Fastor V0.6 is a major release that brings a lot fundamental internal redesign and performance improvements. This is perhaps the biggest release since the inception of project Fastor. The following are a list of changes and the new features released in this version

  1. The whole of Fastor's expression template engine has been reworked to facilitate arbitrary re-structuring of the expressions. Most users will not notice this change as it pertains to internal re-architecturing but the change is quite significant. The main driver for this has been to introduce and chaing linear algebra expressions with other element-wise operations.

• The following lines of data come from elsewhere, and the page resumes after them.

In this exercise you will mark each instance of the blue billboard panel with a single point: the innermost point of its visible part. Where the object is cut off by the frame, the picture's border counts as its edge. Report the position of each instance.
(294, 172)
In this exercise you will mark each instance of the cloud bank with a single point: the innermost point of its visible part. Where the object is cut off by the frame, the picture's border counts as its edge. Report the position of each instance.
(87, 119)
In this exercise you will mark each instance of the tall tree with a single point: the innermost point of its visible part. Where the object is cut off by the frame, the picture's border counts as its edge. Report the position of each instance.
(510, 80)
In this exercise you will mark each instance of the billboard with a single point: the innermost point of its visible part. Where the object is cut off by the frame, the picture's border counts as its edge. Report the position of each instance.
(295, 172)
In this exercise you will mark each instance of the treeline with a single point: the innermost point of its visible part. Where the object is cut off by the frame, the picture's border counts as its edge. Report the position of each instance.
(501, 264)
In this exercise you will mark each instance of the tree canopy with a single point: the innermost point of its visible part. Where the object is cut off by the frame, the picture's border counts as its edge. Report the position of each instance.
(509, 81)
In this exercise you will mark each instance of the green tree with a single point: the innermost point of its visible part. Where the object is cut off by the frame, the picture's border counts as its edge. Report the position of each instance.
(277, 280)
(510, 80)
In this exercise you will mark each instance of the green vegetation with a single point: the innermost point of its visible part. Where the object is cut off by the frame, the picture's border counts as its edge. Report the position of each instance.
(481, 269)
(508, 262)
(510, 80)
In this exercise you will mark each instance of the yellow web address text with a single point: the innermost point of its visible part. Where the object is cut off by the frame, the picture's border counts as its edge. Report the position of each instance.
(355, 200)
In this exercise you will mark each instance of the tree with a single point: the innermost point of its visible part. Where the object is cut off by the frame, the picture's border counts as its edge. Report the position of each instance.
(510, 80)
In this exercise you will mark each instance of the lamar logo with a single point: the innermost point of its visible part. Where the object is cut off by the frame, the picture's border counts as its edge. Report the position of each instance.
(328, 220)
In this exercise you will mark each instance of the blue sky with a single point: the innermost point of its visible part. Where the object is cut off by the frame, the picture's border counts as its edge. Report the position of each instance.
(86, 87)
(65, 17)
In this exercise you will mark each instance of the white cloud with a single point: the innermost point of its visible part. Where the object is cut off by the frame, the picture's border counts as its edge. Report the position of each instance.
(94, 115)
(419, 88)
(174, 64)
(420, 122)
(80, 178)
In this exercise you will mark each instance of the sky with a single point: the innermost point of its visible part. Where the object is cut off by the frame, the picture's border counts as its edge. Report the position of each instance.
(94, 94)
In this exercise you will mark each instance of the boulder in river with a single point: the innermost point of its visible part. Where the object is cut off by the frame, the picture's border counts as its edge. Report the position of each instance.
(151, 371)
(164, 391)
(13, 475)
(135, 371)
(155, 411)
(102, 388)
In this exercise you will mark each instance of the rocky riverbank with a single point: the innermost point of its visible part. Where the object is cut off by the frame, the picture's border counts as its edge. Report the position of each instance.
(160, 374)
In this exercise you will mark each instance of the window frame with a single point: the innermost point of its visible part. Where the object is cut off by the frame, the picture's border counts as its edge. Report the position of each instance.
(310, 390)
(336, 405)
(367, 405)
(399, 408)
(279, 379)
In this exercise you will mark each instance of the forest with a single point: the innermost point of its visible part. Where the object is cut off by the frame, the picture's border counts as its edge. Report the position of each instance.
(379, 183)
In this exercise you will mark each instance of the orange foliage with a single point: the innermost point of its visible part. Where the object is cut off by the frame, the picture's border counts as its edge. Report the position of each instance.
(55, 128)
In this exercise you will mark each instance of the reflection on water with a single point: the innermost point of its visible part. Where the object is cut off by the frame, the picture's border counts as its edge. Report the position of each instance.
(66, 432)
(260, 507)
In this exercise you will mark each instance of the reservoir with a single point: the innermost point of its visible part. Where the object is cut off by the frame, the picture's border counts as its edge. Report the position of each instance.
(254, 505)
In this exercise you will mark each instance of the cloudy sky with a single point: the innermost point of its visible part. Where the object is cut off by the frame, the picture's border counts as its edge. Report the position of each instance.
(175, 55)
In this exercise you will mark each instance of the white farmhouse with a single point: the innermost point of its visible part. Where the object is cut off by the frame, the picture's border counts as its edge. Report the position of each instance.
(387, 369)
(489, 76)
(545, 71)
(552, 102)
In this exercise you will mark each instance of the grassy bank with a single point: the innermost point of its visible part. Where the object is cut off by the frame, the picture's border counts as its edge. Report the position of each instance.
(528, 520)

  2. A series of linear algebra expressions are introduced as a result with less verbose names and the other existing linear algebra routines are now moved to a dedicated linear algebra expression module. This lays out the basic building blocks of Fastor's tensor algebra library
  3. Multiplication operator % introduced that evaluate lazy and takes any expression
  4. Greedy like matmul implemented. Operations like A%B%C%D%... will be evaluated in the most efficient order
  5. inv function introduced for lazy inversion. Extremely fast matrix inversion up to stack size 256x256
  6. trans function introduced for lazy transpose. Extremely fast AVX512 8x8 double and 16x16 float transpose using explicit SIMD introduced
  7. det function introduced for lazy determinant
  8. solve function evaluated for lazy solve. solve has the behaviour that if both the inputs are Tensor it evaluates immedidately and if either one of the inputs is an expressions it delays the evaluation. solve is now also able to solve matrices for up to stack size 256x256
  9. qr function introduced for QR factorisation using modified Gram-Schmidt factorisation that has the potential to be easily SIMD vectorised in the future. The scalar implementation at the moment has good performance
  10. absdet and logdet functions introduced for lazy computation of absolute and natural logarithm of a determinant
  11. determinant, matmul, transpose and most verbose linear algebra functions can now take expressions but evaluate immediately
  12. einsum, contraction, inner, outer, permutation, cross, sum and product, now all work on expressions. einsum/contraction for expressions also dispatches to the same operation minimisation algorithms that the non-expression version does hence the above set of new functions are as fast for expressions as they are for tensor types. cross function for cross product of vectors is introduced as well
  13. Most linear algebra operations like qr, det, solve take optional parameters (class enums) to request the type of computation for instance det<DetCompType::Simple>, qr<QRCompType::MGSR> etc
  14. MKL (JIT) backend introduced which can be used in the same way as libxsmm
  15. The backend _matmul routines are reworked and specifically tuned for AVX512 and _matmul_mk_smalln is cleaned up and uniformed for up to 5::SIMDVector::Size. Most matmul routines are now available at SSE2 level when it makes sense. matmul is now as fast as the dedicated MKL JIT API
  16. AVX512 SIMDVector for int32_t and int64_t introduced. SIMDVector for int32_t and int64_t are now activated at SSE2 level as well
  17. Most intrinsics are now activated at SSE2 level
  18. All views are now reworked so there is now no need for FASTOR_USE_VECTORISED_EXPR_ASSIGN macro unless one wants to vectorise strided views
  19. Multi-dimensional TensorFixedViews introduced. This makes it possible to create arbitrary dimensional tensor views with compile time deducible sizes. This together with dynamic views complete the whole view expressions of Fastor
  20. diag function introduced for viewing the diagonal elements of 2D tensors and works just like other views in that it can appear on either side of an equation (can be assigned to)
  21. Major bug fix for in-place division of all expressions by integral numbers
  22. A lot of new features, traits and internal development tools have been added.
  23. As a result Fastor now requires a C++14 supporting compiler

The next few releases from here on will be incremental and will focus on ironing out corner cases while new features will be continuously rolled out.